Paul Bernays Lectures 2022
The 2022 Paul Bernays Lectures on the topic "The quest for mathematical understanding of artificial intelligence" were delivered by Professor Sanjeev Arora.
Professor Sanjeev Arora
Sanjeev Arora is Charles C. Fitzmorris Professor of Computer Science at Princeton University. He has received Packard Fellowship (1997), Simons Investigator Award (2012), Gödel Prize (2001 and 2010), ACM Prize in Computing (2012), and the Fulkerson Prize (2012). He is a Member of National Academy of Science and a Fellow of the ACM and the AAAS.
Video recordings
The recordings of all lectures are available on the ETH video portal.
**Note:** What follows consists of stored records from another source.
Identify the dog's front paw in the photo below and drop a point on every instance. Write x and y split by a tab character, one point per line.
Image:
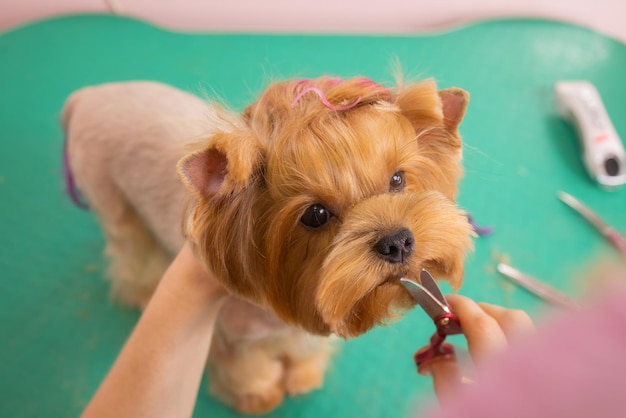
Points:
258	402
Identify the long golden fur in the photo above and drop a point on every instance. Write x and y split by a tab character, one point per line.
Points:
308	207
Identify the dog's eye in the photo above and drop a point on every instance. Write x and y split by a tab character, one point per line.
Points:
316	216
397	182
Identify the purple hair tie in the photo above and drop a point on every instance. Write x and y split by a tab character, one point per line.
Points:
325	101
70	184
480	230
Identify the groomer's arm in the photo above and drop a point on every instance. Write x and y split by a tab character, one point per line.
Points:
159	370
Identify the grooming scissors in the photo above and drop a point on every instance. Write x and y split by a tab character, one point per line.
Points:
429	296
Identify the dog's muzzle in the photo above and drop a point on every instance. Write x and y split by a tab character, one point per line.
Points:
396	247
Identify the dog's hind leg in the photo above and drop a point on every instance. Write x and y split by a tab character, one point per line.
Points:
136	260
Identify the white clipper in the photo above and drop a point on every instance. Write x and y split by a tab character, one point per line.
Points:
602	150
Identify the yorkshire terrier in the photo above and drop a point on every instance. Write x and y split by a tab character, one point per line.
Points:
308	207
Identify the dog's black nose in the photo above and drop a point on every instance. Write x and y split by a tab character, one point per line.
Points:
396	247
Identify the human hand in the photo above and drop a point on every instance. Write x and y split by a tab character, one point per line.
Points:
488	330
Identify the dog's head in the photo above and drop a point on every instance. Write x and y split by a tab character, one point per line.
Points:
325	192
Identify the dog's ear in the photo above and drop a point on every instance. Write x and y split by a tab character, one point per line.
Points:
226	165
426	107
453	104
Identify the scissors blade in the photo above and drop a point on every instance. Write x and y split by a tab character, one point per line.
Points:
429	302
614	237
429	282
537	287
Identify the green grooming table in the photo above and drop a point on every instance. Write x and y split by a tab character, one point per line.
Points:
60	332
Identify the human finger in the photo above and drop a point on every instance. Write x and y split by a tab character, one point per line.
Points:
513	322
484	334
446	376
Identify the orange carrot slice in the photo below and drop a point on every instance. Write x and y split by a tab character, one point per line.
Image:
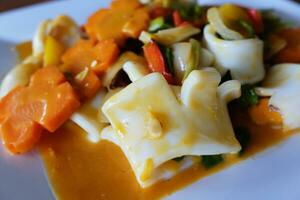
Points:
47	75
87	86
98	57
291	52
19	134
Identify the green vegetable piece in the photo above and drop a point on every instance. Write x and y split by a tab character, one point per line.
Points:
158	24
242	134
272	23
194	59
188	10
249	97
178	159
248	27
211	161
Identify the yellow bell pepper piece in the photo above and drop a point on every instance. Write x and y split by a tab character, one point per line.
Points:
53	52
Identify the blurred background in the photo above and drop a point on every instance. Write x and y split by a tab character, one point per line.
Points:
11	4
6	5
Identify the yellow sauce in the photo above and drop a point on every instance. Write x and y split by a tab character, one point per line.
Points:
79	169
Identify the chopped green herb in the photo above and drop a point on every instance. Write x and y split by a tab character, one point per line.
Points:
168	57
194	59
158	24
242	134
248	27
272	23
249	97
188	10
211	161
178	159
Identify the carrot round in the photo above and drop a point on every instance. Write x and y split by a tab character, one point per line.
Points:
19	134
291	52
99	57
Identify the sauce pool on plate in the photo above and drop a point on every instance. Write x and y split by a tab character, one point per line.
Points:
79	169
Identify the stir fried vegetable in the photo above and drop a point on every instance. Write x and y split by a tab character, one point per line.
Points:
211	161
158	24
263	113
242	134
249	97
194	60
156	62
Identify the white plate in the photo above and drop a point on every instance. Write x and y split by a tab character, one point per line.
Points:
273	174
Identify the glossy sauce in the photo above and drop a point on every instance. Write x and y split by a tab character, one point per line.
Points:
78	169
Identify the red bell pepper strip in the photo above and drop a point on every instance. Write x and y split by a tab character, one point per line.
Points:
156	61
177	18
256	19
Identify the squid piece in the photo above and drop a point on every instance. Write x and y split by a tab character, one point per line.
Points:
282	84
243	58
153	125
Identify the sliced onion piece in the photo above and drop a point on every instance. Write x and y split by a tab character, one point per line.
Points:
177	34
217	23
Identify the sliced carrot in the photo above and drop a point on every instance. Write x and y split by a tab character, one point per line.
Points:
47	102
106	53
125	18
85	54
262	113
79	56
48	105
19	134
291	52
127	5
23	50
9	103
47	75
87	86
The quest for mathematical understanding of artificial intelligence
Lecture 1: Tour d’Horizon of Artificial Intelligence and Machine Learning today
- Date: Wednesday, 31 August 2022
- Time: 5.00 p.m.
- Auditorium: HG E 7
Abstract
Can machines acquire capabilities that remind us of (or even exceed) general-purpose intelligent reasoning in humans? This question has animated research in computers since their invention in the first half of the 20th century. The past decade has seen dramatic progress in this direction, thanks very large deep neural network models, as well as a new generations of net architectures, algorithms, and training data sets. Machines have achieved super-human performance in a range of tasks. The lecture gives a broad and nontechnical overview of these new developments as well as questions (scientific, societal, ethical) raised by them.
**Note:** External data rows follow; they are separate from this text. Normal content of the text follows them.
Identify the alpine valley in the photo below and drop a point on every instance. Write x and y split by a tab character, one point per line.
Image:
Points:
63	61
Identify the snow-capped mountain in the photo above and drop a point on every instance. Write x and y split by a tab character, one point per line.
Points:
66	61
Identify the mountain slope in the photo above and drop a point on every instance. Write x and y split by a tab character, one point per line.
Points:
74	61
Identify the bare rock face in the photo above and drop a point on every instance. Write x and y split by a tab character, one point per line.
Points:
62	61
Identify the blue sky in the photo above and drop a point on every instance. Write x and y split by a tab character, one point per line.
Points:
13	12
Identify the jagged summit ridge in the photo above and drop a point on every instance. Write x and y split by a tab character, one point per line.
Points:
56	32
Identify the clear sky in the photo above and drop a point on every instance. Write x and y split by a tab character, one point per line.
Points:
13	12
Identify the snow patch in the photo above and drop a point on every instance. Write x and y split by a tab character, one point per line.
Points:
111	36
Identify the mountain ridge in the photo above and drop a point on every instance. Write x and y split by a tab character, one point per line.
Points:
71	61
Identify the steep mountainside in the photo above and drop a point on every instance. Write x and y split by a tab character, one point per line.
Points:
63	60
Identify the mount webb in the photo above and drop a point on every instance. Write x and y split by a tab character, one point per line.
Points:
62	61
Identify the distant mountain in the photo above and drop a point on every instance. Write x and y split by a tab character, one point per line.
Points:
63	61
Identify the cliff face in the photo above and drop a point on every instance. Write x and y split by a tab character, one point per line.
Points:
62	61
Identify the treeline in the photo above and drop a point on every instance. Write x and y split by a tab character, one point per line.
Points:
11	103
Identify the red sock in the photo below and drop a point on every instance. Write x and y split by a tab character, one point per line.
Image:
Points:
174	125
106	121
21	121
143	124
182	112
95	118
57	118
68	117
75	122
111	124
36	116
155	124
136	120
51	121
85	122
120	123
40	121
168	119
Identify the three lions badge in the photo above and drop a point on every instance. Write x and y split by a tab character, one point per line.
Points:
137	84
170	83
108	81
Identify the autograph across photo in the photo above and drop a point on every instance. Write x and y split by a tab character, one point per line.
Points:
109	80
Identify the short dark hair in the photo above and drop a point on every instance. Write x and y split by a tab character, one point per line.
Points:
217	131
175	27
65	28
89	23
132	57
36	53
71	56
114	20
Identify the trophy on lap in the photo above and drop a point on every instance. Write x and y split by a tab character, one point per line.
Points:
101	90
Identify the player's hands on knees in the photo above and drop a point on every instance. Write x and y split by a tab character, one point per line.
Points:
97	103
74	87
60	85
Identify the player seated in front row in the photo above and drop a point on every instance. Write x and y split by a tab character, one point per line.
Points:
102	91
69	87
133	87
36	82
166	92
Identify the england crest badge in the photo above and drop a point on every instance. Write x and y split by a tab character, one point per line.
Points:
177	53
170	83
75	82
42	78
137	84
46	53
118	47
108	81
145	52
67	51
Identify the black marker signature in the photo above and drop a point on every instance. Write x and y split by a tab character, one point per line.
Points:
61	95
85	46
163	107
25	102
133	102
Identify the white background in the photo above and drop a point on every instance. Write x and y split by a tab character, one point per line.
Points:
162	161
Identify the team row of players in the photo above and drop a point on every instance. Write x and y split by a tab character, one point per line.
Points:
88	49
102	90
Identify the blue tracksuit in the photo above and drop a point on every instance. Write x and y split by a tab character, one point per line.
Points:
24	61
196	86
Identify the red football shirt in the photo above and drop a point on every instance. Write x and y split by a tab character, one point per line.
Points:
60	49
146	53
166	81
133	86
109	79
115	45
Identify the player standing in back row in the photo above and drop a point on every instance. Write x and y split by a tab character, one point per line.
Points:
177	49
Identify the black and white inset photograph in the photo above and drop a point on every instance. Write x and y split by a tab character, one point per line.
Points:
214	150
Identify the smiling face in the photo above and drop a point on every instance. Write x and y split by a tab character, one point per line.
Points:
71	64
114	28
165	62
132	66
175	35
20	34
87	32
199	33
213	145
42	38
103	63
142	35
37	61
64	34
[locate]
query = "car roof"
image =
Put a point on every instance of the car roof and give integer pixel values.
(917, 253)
Lecture 2: Deep Learning: Attempts toward mathematical understanding
- Date: Thursday, 1 September 2022
- Time: 5.00 p.m.
- Auditorium: HG E 7
Abstract
As described in Lecture 1, Deep Learning underlies many dramatic advances of the past decade. It involves training a massive neural net (aka deep net)—with billions or even trillions of trainable parameters—on very large datasets. Much of this field is empirical, and guided by good intuition. But there is also an emerging set of mathematical ideas for understanding the training process as well as properties of the trained nets. The lecture will give brief introductions to the frameworks of optimization, generalization, student-teacher setting, infinitely wide nets (NTK regime), and unsupervised learning. This lecture assumes some comfort with basic linear algebra, calculus and probability. It will allow nonexperts and students some mathematical insight into the field, the phenomena it is trying to understand, and some insights so far.
Lecture 3: What do we not understand mathematically about deep learning?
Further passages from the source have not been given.